Quantifying the value that records management adds to the organisation

The two big questions on my mind are:

  1. How do we do this?
  2. What happens if we don’t?

The majority of people that I talk to aren’t doing it.

They’re also struggling for funding because executives making capital allocation decisions are allocating their capital to everything else.

Why though would an executive allocate scarce capital resources to something with no quantified value? If no-one is quantifying the value, all the executive is going to see is the cost. Left column – -$1,000,000, right column +0.

So I think what happens is what we’ve got now – records chronically under-funded and poorly understood.

I think though that the problem is even larger than that.

When we don’t quantify the value of what we do, we adopt practices based on ideas about value that may not exist.

Disposition for instance hasn’t changed in 25 years yet the cost of storing information now is about .1% of what it was 25 years ago.

We also justify disposition by talking about things like FOI and how long people spend searching for information – but the numbers either don’t exist or are virtual. No one believes them because they’re “IDC says” or “Gartner says”. They’re not – I sat with John in accounting for a day and he spent 3 hours trying to find accounting records, or I sat with Julie in our development team and she spent 3 hours trying to find old development records.

We also end up with users trying to decipher disposition focused classification schemes – because without a rigorous, value focused practice, it’s acceptable to put an incomprehensible classification scheme in front of a user and consider our job done.

So how do we value records practice?

I want to hear from people who have achieved this, who have real world, in their own business, rigorous valuations of practice. We all need that evidence.

My view on how it should be done is simple.

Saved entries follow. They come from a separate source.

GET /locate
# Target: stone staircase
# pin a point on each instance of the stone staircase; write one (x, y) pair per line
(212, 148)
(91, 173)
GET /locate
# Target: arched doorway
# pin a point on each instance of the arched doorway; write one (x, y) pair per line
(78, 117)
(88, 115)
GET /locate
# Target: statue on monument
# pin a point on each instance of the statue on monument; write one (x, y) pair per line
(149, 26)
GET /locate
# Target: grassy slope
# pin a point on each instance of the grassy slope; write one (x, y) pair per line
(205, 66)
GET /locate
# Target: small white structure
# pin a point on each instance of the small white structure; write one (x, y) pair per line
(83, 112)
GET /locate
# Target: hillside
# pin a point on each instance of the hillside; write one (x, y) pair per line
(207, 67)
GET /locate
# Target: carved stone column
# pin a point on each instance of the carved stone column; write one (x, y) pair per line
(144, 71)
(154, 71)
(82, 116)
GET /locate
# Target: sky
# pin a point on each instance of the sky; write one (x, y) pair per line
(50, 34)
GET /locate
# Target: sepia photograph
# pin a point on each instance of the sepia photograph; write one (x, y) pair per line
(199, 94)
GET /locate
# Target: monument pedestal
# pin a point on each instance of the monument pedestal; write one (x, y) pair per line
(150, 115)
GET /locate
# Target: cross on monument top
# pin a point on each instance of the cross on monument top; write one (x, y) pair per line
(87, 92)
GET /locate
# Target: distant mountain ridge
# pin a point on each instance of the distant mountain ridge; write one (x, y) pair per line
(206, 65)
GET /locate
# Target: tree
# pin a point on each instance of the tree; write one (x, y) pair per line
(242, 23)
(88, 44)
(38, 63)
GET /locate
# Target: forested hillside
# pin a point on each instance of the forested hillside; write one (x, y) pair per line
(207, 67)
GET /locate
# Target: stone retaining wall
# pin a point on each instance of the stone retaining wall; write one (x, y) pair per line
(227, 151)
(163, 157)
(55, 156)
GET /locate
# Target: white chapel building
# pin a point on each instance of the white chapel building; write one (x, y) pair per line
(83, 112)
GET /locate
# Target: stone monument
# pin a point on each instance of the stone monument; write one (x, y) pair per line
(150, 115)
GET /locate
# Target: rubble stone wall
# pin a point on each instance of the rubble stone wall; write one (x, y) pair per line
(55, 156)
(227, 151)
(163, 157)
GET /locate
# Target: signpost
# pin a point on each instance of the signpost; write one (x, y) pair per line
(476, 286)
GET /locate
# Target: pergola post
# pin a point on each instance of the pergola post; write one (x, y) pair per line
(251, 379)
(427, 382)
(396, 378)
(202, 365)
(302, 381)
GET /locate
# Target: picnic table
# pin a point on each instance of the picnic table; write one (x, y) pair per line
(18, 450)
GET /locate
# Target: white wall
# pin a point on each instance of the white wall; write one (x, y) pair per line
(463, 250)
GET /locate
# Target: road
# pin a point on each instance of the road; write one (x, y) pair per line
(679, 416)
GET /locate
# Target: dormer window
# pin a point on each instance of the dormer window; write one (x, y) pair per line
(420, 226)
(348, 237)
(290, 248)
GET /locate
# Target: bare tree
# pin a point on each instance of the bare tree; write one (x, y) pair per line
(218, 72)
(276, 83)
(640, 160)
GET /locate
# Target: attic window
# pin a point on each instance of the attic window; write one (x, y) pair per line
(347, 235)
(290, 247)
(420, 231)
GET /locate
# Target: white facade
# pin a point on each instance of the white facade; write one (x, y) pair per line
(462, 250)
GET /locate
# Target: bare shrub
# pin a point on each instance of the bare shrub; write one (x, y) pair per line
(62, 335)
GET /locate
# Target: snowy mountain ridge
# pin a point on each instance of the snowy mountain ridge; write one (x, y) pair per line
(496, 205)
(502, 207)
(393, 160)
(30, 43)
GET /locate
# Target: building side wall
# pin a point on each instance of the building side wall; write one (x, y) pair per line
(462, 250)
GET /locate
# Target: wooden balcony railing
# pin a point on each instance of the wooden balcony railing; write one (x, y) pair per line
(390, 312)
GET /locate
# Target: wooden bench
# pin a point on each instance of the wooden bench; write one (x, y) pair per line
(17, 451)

  1. We need to evaluate each practice in terms of its options and their relative costs and values.
  2. We need a bit of information taylorism – time and motion studies.

Option evaluation is simple – as an example, disposition has no inherent value. It is a solution to a problem. The problem used to be that in order to store more records, we had to buy more buildings, but in an electronic world, that’s not the case.

So what are the other solutions? We could not destroy a record at all. This actually makes sense – the cost of storing a 300KB word document for 237,000 years is 28c, so if we run a disposition process that costs us $1 we’ve spent 700,000 years of storage costs – so we should probably not talk about that practice being good value if we expect serious people making capital allocation decisions to take us seriously.

But what about the cost of finding information? (It’s the logical question for anyone in records right!)

This brings me neatly to point 2 – if we’re going to be taken seriously when we talk about productivity based improvements, we need to measure them rigorously – which means time and motion studies of our own organisations (because no one believes numbers from a research vendor doing studies commissioned by search vendors are in any way relevant to their own organisations).

Time and motion is a simple idea. You sit with a stop watch and record what people are doing and how long it takes them so that you can find better ways of doing it.

For search, someone needs to sit with a stop watch and see how long it takes people to find things, they also need to pay attention to the person’s behavior while searching – how often do they open a document only to find that it’s the wrong one etc. This might seem a little detail oriented, but when I worked for Dell, I had a research analyst from one of the big four accounting firms sit behind me for four hours timing how long I had to wait for an application to deliver me the information I needed – it was lagging and they wanted to make sure the upgrade didn’t cost more than the problem. This is how businesses and disciplines that are serious about organisational performance do things.

Once this is done, you can actually start to find out how performance can be improved, and I’m going to bet that 98 times out of 100 it’s not going to be disposition because titling can have a bigger impact, metadata enrichment can have a bigger impact, designating files of a certain age as old and having them not show up initially can have a bigger impact – there are 90 other tools that can have a bigger impact and cost less money.

The point of all of this is to say that we need to quantify the value of what we do rigorously before we can expect serious people to give us real money.

The really good news is that nothing I mentioned here is outside of records management’s control or skill base. It’s all stuff that we can do and I think that if we can bring the money element back into records management we become much more likely to get executives making capital allocation decisions to take us seriously, and get funded.

The best records systems are built by…

People who aren’t thinking about records.

This is something I’ve noticed consistently.

The best records systems are built by people who are thinking about the information that people need to get their job done, and how they deliver it to them when they need it.

No other focus gets people thinking as hard about classifications that match the way people think about their work.

No other focus does as well at making sure people understand what’s in it for them when it comes time to put a record in the system.

No other focus ties the records system so clearly to organisational performance – and that gets managers and executives focused meaningfully on records without actually knowing that’s what they’re doing.